Aljosh Perterle, Mitglied des Europäischen Parlaments und ehemaliger Ministerpräsident Sloweniens: "Ich denke, dass die Menschen einen besseren Einblick in die Entscheidungen, die getroffen werden, brauchen. Diesen müssen sie auf schnellerem Wege erlangen können - besserer Zugang zu Informationan darüber, was bei Treffen vor sich geht". 

Nikolaus van der Pas, Generaldirektor für Kultur und Bildung: "Wir sollten eine verständliche Botschaft zu den gegenwärtigen Kämpfen zwischen Kommission, Parlament und Rat an die Öffentlichkeit vermitteln. Auseinandersetzungen über neue Initiativen sind eine Realität." 

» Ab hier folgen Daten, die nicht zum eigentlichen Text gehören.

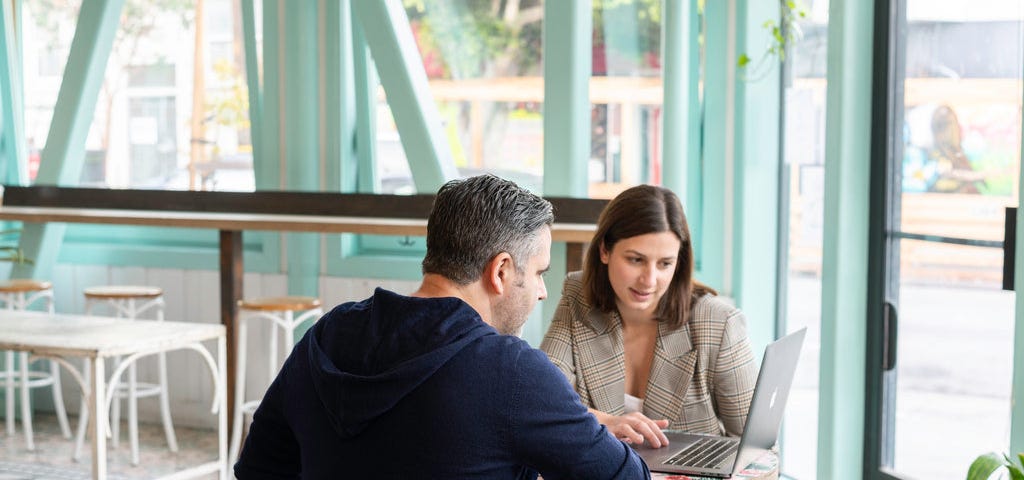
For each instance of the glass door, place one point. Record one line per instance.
(941, 346)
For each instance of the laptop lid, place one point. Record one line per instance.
(763, 420)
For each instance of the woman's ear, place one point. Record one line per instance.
(498, 272)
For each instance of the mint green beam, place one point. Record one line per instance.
(301, 106)
(756, 160)
(678, 78)
(366, 112)
(60, 162)
(339, 143)
(253, 84)
(844, 270)
(12, 145)
(270, 137)
(710, 229)
(1017, 389)
(567, 26)
(400, 69)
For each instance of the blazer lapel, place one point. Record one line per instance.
(671, 372)
(604, 371)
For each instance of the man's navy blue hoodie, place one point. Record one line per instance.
(402, 387)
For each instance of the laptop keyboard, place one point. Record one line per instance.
(705, 453)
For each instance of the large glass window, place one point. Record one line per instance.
(484, 63)
(803, 167)
(960, 63)
(157, 124)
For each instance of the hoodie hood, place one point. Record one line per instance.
(367, 356)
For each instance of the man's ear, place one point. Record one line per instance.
(604, 254)
(498, 273)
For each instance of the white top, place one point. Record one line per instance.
(633, 403)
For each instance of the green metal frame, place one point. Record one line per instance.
(60, 161)
(12, 146)
(710, 228)
(389, 36)
(301, 142)
(756, 187)
(844, 291)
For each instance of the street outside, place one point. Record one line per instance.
(954, 368)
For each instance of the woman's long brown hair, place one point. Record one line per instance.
(637, 211)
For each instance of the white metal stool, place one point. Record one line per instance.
(18, 295)
(281, 312)
(130, 302)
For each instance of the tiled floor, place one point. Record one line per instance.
(51, 460)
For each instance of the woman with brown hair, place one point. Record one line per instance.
(645, 345)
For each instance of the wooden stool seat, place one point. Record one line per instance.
(122, 292)
(24, 286)
(282, 315)
(280, 303)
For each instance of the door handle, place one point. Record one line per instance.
(890, 324)
(1009, 247)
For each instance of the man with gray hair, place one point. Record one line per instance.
(434, 384)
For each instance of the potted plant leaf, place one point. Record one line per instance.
(986, 465)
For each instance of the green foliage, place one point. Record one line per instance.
(474, 38)
(782, 35)
(986, 465)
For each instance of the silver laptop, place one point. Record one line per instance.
(721, 456)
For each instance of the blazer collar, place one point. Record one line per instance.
(675, 342)
(601, 322)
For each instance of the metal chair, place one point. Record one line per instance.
(130, 302)
(281, 314)
(19, 295)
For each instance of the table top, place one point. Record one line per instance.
(96, 337)
(574, 232)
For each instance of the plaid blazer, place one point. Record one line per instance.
(701, 377)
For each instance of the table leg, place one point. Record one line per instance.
(97, 428)
(231, 270)
(26, 406)
(222, 410)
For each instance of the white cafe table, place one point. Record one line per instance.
(64, 337)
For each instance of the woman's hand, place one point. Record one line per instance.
(634, 428)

Kommissar António Vitorino: "Wenn sie (die Mitgliedstaaten) Brüssel weiterhin als einen Sündenbock, für alles was bei ihnen im Land schief geht, missbrauchen und über die 'verdammten Bürokraten in Brüssel' reden, dann werden wir es nicth schaffen, Informationen über konkrete Maßnahmen zu vermitteln, die das Leben sicherer machen". 

Nächste Schritte:

Margot Wallström wird ihr Amt als Kommissarin für interinstitutionelle Beziehungen und Öffentlichkeitsarbeit am 1.November 2004 aufnehmen. Sie wird ebenfalls Vize-Präsidentin der Kommission sein. 

Ein wichtiger Teil ihrer Aufgabe wird darin bestehen, die Informationsvermittlung aus Brüssel und in den Mitgliedstaaten während des Ratifizierungsprozesses des europäischen Verfassungsvertrags zu verbessern. Sie wird ebenfalls dafür zuständig sein, engere Beziehungen zu den nationalen Parlamenten aufzubauen.